I know it's been something creeping up on us for a while now--a transition in attitude and appearance to adulthood. I've been resisting it a little and I can't say I'm quite ready to shake off all things we associate with youth, fun and frivolity, but it's changed.
Our concerns and conversations are changing, settling around a more mature round of questions and complaints that will --strangely--stay more consistent longer than our earlier woes: families aging and passing, the merits of home ownership, whether or not we choose to have children, the long term relationships the majority of people are going into, settling firmly into our careers or dropping everything and trying something else.

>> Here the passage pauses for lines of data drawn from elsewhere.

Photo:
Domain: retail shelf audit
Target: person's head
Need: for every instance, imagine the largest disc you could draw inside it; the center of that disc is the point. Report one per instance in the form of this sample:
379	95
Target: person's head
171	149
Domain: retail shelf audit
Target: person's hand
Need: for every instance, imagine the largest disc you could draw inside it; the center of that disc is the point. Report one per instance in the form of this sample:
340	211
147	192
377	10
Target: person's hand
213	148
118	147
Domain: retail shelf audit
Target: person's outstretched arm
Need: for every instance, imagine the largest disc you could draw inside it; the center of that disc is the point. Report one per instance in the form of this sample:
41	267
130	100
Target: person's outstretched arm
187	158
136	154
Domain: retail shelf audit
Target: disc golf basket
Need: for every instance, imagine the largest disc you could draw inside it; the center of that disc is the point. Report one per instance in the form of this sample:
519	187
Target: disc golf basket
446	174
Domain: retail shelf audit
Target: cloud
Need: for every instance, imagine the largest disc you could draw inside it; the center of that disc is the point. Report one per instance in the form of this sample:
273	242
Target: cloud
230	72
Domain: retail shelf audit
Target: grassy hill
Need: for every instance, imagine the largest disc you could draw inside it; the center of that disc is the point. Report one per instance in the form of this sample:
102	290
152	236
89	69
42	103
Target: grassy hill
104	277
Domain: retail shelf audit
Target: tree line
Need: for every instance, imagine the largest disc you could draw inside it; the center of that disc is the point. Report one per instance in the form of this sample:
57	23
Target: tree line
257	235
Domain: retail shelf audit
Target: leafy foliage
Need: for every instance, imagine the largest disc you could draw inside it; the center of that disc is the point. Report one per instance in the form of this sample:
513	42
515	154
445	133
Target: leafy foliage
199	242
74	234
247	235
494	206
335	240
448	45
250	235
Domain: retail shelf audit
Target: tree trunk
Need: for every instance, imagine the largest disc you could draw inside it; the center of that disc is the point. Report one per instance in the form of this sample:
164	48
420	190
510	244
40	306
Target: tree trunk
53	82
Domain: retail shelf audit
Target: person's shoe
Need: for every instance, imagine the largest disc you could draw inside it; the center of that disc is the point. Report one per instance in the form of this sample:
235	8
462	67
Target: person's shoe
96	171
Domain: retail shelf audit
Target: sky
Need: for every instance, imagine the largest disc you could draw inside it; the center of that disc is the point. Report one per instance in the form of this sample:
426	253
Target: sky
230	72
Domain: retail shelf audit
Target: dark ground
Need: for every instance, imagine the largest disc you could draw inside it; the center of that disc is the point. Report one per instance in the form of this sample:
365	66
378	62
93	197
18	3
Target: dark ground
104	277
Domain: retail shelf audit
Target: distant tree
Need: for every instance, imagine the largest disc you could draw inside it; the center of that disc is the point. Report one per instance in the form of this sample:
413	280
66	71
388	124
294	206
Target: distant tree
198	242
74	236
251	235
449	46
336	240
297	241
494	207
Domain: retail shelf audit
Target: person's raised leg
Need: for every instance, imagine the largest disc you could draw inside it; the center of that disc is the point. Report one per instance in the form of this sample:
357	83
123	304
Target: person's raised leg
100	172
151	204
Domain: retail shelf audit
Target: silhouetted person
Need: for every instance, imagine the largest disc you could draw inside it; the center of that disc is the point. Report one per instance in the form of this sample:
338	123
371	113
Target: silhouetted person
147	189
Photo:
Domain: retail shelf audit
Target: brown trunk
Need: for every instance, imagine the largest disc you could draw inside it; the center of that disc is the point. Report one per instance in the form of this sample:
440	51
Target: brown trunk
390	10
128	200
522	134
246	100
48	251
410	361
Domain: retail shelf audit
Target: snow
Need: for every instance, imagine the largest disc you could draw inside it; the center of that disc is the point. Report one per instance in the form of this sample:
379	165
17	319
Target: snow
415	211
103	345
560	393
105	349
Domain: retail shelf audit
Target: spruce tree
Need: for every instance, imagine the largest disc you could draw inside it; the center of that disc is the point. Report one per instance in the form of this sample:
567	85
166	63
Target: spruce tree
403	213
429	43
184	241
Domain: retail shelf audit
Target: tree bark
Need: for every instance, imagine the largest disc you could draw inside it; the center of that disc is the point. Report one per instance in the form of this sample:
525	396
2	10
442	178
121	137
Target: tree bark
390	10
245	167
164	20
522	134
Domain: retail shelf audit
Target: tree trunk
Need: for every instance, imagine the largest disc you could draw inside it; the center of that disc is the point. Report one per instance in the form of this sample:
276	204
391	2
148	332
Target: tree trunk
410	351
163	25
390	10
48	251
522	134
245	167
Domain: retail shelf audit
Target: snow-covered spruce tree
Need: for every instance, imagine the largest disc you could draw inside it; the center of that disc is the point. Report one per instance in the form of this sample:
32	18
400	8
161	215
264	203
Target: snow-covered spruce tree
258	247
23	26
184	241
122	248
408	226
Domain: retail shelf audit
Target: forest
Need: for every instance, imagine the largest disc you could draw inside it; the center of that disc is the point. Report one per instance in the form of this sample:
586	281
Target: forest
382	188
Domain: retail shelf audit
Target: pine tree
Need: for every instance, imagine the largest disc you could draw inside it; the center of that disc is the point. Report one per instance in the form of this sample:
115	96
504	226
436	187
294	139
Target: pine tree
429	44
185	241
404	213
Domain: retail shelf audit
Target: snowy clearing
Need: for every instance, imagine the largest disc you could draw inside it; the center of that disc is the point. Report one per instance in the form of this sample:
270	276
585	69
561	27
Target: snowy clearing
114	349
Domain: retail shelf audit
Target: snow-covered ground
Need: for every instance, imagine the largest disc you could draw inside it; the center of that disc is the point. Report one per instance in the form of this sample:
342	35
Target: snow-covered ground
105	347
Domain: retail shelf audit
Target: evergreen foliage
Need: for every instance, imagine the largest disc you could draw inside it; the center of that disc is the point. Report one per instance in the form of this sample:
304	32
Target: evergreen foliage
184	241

Whither our debates about Bath and Body Words and the appropriate scent for the upcoming season? (Personally, I'm going mostly citrus all the time--leaning heavily on the lemon from C.O. Bigelow--tart without being dishsoap.)
But when we went to the bar or shopping or to a meal together, here were not two very young women, finding their feet, scrambling to find their identity as independent creatures--here were established women, still young, but not with the freshest face of youth one sees on those a decade younger than ourselves--who just legally obtained that word "adult."
I knew it would happen--aging does whether we like it or not. It was just interesting to see myself change from a young post-college to a young mostly-stable adult, and realize that I project myself a different way than I did then to others.
Of course, this doesn't mean I'm stable, that we've all figured out what we want to be when we grow up or with whom we want to be or how we'll get there. The questions remain, but the face is a little different now.